Non saprei davvero spiegare quale
sia il motivo. E’ probabile che le cose possano riuscire soltanto in questa
maniera, forse non c'è neanche da chiederselo. Sono piccole storie quasi sempre
incompiute quelle che girano attorno, ecco quanto si delinea poco per volta.

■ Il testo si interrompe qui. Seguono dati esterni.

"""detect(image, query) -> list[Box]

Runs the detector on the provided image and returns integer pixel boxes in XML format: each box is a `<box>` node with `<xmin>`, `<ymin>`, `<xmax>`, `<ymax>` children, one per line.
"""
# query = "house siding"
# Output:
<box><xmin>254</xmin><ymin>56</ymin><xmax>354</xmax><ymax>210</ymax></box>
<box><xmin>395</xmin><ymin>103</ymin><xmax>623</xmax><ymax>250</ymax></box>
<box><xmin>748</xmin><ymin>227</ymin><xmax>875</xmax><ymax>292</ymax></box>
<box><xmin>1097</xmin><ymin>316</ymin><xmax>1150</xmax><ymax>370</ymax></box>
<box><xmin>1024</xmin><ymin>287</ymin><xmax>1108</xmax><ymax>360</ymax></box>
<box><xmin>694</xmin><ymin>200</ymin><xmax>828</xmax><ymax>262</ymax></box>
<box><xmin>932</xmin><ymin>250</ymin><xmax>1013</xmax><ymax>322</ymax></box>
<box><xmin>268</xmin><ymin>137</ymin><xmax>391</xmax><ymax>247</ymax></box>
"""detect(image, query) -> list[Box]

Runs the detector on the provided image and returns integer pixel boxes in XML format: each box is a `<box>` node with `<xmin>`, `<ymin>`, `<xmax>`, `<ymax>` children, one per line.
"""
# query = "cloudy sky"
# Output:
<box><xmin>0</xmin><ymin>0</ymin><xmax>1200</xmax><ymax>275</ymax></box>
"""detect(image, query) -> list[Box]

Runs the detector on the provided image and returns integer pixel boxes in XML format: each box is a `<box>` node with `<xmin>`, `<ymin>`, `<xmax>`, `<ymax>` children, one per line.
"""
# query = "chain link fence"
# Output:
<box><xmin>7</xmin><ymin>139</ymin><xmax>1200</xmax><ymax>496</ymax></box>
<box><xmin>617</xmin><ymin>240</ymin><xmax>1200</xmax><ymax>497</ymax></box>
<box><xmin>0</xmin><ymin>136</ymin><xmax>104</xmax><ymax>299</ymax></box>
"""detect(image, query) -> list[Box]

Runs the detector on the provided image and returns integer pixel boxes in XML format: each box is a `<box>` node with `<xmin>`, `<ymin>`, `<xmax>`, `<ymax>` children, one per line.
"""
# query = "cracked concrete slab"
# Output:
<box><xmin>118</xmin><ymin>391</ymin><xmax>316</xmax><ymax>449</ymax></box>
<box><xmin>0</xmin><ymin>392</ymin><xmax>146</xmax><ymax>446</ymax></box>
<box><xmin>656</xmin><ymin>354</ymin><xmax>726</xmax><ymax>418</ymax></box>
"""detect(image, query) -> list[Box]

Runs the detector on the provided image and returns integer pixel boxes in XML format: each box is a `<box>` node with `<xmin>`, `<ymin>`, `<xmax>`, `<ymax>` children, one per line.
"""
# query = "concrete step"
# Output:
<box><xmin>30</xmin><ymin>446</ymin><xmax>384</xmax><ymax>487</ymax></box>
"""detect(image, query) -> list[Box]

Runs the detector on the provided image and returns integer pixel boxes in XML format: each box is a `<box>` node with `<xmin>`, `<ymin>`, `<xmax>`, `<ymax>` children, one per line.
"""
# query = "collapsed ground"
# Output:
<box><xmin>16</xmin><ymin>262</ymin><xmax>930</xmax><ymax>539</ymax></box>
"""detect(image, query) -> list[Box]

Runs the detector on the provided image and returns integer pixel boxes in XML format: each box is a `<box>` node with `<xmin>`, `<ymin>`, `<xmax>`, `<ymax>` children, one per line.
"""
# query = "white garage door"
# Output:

Scampoli di giornate che non trovano mai un vero epilogo. Ci sono persone
magari che si pongono degli obiettivi, mettono a punto i progetti, ed in
seguito fanno di tutto per riuscire a raggiungerli, anche accorgendosi in corso
d’opera che i loro proponimenti erano profondamente sbagliati, o che loro
stessi non nutrono più grande interesse per quei risultati, proprio mentre
stanno giungendo alle conclusioni ampiamente previste. Sono decisi, convinti, e
non hanno quasi mai veri dubbi. Qui al contrario tutto quanto è continuamente
messo in gran discussione, ogni pensiero appare sempre inappropriato, e
l’indeterminatezza è la regola portante.
C’è sempre nell’aria come un
attendere il momento opportuno, il giorno migliore, le condizioni adeguate,
magari mettendo in unica riga le sensazioni più adatte, i più positivi stati
d’animo, un esatto compendio di elementi tutti in fila tra loro, che forse però
non avrà mai veramente un suo esito. Si compie un nuovo giro di giostra, si
osserva qualcosa, si traggono delle conclusioni che vanno ad aggiungersi a
tutte le altre, senza trovare un nesso tra loro, senza un prima né un dopo.

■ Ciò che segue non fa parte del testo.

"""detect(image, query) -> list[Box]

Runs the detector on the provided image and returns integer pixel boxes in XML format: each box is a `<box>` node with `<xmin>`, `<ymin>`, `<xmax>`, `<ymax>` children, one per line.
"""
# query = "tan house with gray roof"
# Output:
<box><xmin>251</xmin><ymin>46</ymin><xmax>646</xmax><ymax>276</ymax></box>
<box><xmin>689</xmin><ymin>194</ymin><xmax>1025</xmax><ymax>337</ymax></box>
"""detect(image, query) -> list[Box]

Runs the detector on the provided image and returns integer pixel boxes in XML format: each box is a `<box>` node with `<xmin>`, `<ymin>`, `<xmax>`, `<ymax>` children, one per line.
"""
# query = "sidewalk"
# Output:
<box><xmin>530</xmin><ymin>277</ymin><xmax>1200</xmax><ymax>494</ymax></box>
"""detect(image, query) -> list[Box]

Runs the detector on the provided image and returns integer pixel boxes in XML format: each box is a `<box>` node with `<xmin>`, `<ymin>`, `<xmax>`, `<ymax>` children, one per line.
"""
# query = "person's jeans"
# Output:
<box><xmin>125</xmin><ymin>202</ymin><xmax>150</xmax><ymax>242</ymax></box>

Questa sostanzialmente la realtà delle cose.
Vorrei avere ancora tanto tempo per
osservare queste persone che mi passano quotidianamente davanti, ridendo
talvolta, appoggiandosi al bancone di questo vecchio bar soltanto per il tempo
preciso di sorseggiare il caffè, scambiandosi in due o in tre quanti sono, come
peraltro appare già ovvio, soltanto qualche parola di fretta, qualche
espressione ritagliata da chissà quale contesto, frammenti di frasi che
prevedono comunque già un’intesa precisa, un uso consumato dei gesti, e che
vanno certo a colmare perfettamente tutti gli spazi rimasti tra le poche
sillabe appena pronunciate. Buongiorno, dico a tutti come ho sempre fatto in
tutti questi anni, ma forse non riesco più ad inquadrare davvero le maschere di
questi clienti, e spesso non so neppure individuare, magari anche per mio
disinteresse, i loro veri argomenti che accennano.

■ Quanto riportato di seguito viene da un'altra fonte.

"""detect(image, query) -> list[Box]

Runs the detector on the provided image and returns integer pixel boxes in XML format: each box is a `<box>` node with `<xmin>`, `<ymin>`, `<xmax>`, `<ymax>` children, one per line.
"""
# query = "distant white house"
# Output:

Qualcuno è da solo ad entrare nel
bar, ed allora cerco di fargli da spalla mentre gli offro tutti i servizi di
questa casa, trattandolo con deferenza, con consumato mestiere, ma anche con un
filo di complicità. Poi c’è una signora che da qualche tempo passa da qui,
sempre di mattina, sempre da sola, mi ha detto di chiamarsi Anna, ma soltanto
dopo diverse volte che si faceva vedere. La sua storia non dev’essere semplice,
lo vedo da come saluta, come sorride, da come mi chiede il caffè. Qualcosa in
lei rimane sempre nell’aria, come sapesse fin dall’inizio che il suo giro di
giostra non avrà un compimento, non tornerà al punto che si era immaginata
all’inizio. Non le chiedo niente, non posso chiederle niente, ma so che in lei
le cose non vanno di certo verso la direzione prescelta, forse non sono mai
andate in quel senso, e lei però se ne è accorta soltanto da poco tempo,
durante il percorso. Prende il caffè, una sfoglia alla crema, mi guarda appena
un momento, come di sfuggita, poi sembra già altrove, alla ricerca di qualcosa
che non è lì con Anna, e che forse non sa neppure lei dove poterlo trovare.